Duty to God: Building Spiritual Strongholds
    Footnotes

    “Duty to God: Building Spiritual Strongholds,” Liahona, Aug. 2006, 16–17

    Duty to God:

    Building Spiritual Strongholds

    Michael Diaz looks past the long barrel of a heavy cannon and scans the choppy waters of Portobelo, Panama. If an attack on the stronghold and the gold it guarded were to come by sea, the attacking ships would have to survive heavy fire from more than a dozen cannons, and their sailors would have to get past soldiers manning two waterfront forts, including the one where Michael stands.
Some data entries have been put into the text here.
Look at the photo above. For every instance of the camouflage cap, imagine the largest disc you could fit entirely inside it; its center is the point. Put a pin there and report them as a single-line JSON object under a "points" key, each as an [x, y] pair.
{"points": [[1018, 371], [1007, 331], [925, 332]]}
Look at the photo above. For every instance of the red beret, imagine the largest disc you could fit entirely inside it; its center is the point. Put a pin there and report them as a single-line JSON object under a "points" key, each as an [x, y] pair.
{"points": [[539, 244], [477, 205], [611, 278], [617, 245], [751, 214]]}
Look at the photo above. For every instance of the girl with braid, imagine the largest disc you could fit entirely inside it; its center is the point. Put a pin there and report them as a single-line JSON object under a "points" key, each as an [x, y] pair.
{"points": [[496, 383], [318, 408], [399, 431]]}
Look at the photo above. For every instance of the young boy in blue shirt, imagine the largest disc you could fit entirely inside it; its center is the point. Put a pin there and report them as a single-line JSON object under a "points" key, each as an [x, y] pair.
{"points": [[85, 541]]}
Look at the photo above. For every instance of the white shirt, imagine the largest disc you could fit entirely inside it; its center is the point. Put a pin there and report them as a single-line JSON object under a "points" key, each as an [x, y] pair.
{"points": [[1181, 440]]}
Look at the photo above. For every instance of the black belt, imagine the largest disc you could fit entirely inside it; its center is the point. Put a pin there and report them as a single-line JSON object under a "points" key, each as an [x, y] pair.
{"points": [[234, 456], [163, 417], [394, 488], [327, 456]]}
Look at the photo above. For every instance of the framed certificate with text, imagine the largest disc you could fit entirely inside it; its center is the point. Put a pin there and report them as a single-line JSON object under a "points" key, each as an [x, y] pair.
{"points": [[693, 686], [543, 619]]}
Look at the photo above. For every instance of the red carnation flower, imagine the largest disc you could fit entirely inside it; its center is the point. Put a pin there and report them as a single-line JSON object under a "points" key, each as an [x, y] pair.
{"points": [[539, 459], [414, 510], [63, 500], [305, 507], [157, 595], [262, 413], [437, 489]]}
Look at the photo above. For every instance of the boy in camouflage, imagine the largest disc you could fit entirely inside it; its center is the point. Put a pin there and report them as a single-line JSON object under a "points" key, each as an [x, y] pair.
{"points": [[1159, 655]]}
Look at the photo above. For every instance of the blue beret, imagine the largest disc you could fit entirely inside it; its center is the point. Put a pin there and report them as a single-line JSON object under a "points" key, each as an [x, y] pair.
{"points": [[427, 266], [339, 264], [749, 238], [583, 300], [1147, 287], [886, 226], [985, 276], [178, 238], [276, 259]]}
Past battles were fierce and frightening.

    Fortunately for Michael, no such battles have taken place in more than 250 years.

    A lot has changed since then. But as he paces along the thick stone walls of the ruins, Michael, 15, isn’t thinking about cell phones, the Internet, or men walking on the moon. He and his friends from the Colón Panama Stake are talking about the changes they have seen in themselves thanks to the Duty to God program.

    “I’ve learned a lot,” Michael says. The others nod in agreement. “I have more faith in myself. I don’t have to depend spiritually on others so much. I have the courage to talk to others about the Church.”

    Building to Last

    Built to be strong, the forts stood guard over Portobelo for more than 100 years, and their remains still stand today.

    The strength of the Duty to God program, according to these young men, is found in setting and completing goals. Their goals are helping them build spiritual strongholds that will help them stand against whatever they will have to face in life.

    “You live in a day of great challenges,” said the First Presidency. “You can strengthen yourself, building faith and testimony, living the gospel while you learn it and share it” (Aaronic Priesthood: Fulfilling Our Duty to God [2001], 4).

    Aldo Cardenas of the Puerto Pilon Ward recalls a recent goal to organize a family home evening with his father’s help. “My dad gave me the theme of the priesthood and how important it is to our family. I learned a lot about the priesthood. It’s a great blessing to us and others through us.”

    He’s grateful for the way the program works. “Having to follow through with the goals has helped me to be more responsible,” he says.

    Narcisso Garay, 17, of the Barriada Kuna Ward decided to set a goal to read the Book of Mormon every day. “My parents suggested that I read the other scriptures too. Now I’ve almost finished the New Testament. At first I thought it was boring, but now I’ve seen what Jesus suffered for us, and I know that we can return to Him.”

    Michael’s older brother Isaac says completing the goals he has set in the program has strengthened him spiritually. When Isaac was a teacher, he was the only active member in his quorum. Duty to God has not only helped him; it has also provided opportunities for him to get the three quorum members who didn’t attend regularly to come to some activities, and one of them has attended church.

    “I tried to visit the others and invite them to come to church,” Isaac says. “That was my duty to God.”

    No Longer Afraid

    Perched on top of a long-unused cannon, Michael can easily imagine defending the fort against the fierce attack of an enemy. But as he looks out to sea, he talks about strengthening himself against a different kind of attack—one without cannons and gunpowder.

    “My friends at school sometimes make fun of me for belonging to the ‘church of Mormon,’” he says as the sun sets on Portobelo. But he’s not afraid to tell them, “I belong to The Church of Jesus Christ of Latter-day Saints.”

    Photography by Adam C. Olson

    Border by Steve Kropp

    Young men who set and complete meaningful Duty to God goals are building themselves strongholds of faith, according to these young men, pictured at the remains of sixteenth-century forts. Right: Michael and Isaac Diaz. Opposite page: Michael, Isaac, and their friends Narcisso Garay and Aldo Cardenas.